Elite Octane, in Atlantic, has two bins that are 156-feet in diameter and about 16 stories tall, each with a capacity of two-million bushels of corn. Elite Octane president and CEO Nick Bowdish says a big investment is hidden under the bins.
“We’ve got $1.4-million stuck in the ground,” Bowdish says. “There’s 1,384 concrete piles about 16-inches in diameter and 14-feet deep with both bins combined. That’s all structural support to hold the weight of what these bins store.” The two bins were built by Sukup Manufacturing, based in Sheffield. It took some 200 semis to supply all of the materials to construct them.
Beside the monster bins is the corn-receiving area. Bowdish touted the speed and efficiency of the grain dumping process. “When you time it and you stand here, the farmer pulls in and opens both doors, it’s right at one minute for the grain to fall out of his trailer,” he says. “By the time he rolls his doors shut, gets back in his truck, pulls out and the next truck pulls over the pit, that takes about one minute. At that point, the pit’s empty and the next truck is wide open again.”
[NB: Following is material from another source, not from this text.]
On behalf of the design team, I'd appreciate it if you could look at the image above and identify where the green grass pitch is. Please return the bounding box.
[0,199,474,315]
As part of the fuel-making process, yeast will be sitting in huge tanks for around 60 hours, eating sugars and creating ethanol and carbon dioxide. “The CO2 is all collected, run through a scrubber — to make it absolutely pure — and then today, we vent that to atmosphere,” Bowdish says. “There are some plants that will spend money and add on a side project where they compress the CO2 and sell it to bottling companies like Coca-Cola or some people make dry ice out of it. That might be something we look at down the road.”